Illinois border

Illinois border

Ben Kinney, JD


California, New York, and… Wisconsin?

The Midwest powerhouse that never was thanks to an Illinois lawyer.

With the Illinois bicentennial this year, it is appropriate to think what Wisconsin could have been had not Michigan annexed the Upper Peninsula and Illinois taken the southern part of Lake Michigan.  Chicago may have developed in Wisconsin.  In the Midwest, Wisconsin would have been a super-state to rival both coasts.

Two hundred years ago Illinois territory’s delegate convinced Congress to redraw the proposed state boundary between Illinois and Wisconsin. Originally, Illinois’ northern border was to be directly west of the southernmost tip of Lake Michigan, 51 miles south of where it currently is.

Nathaniel Pope, the forward-thinking Illinois lawyer at the center of the plan to set the northern boundary at its 42 degrees, 30 minutes latitude, ensured that Illinois would have lake shore property. It would also be connected to New York and New England by the Great Lakes Channel making it an economic juggernaut at the port that would become Chicago. The move also allowed Illinois to capture the necessary 40,000 person population required to become the 21st state in 1818 and set Wisconsin back by 30 years, not becoming a state until 1848.
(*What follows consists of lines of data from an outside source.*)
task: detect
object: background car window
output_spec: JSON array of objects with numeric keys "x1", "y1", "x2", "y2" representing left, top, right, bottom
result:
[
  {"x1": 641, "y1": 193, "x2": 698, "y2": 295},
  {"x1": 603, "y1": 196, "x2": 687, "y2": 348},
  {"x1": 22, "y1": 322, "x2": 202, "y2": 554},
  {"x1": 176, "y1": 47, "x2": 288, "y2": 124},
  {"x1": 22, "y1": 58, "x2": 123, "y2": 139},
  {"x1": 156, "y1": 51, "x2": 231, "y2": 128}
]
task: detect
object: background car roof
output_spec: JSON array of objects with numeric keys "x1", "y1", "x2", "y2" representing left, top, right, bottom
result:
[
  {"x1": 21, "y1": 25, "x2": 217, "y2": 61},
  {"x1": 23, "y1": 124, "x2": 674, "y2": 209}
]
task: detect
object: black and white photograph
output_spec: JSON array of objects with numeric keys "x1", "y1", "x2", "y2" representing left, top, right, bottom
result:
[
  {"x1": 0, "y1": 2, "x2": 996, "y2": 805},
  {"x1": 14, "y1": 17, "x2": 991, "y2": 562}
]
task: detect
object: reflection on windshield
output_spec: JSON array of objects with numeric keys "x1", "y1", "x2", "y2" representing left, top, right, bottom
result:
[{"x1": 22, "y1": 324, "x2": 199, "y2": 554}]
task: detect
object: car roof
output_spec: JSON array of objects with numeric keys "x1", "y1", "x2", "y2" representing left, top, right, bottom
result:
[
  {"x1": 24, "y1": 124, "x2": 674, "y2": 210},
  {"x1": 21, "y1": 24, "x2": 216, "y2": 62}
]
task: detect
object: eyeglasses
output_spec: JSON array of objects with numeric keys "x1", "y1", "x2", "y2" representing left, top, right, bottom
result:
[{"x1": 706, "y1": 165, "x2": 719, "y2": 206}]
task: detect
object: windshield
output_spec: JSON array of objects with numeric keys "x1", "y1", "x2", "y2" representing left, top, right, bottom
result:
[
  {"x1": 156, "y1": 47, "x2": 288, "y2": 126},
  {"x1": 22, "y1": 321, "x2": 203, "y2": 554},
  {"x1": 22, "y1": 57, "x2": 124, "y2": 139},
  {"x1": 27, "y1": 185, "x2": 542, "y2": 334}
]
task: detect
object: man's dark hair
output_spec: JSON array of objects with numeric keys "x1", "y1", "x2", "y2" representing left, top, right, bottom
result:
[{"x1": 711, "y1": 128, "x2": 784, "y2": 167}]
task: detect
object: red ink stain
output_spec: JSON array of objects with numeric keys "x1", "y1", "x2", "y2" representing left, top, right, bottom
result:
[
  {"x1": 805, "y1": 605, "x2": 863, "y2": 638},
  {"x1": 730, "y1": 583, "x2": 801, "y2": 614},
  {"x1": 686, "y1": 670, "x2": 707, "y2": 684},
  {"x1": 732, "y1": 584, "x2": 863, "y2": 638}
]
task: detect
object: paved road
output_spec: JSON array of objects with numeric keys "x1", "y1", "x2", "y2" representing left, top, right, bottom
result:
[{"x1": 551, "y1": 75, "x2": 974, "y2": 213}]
Imagine what would have been. Wisconsin would have been the gateway to the Mississippi River, skyrocketing its economic development and forever hamstringing that of Illinois. Whether the consequence of the altered border is good or bad is up for debate and may depend on your individual state allegiance – this writer was raised in Wisconsin. But at least we can all agree that the lawyer, Nathaniel Pope, saved us all from the Chicago Packers.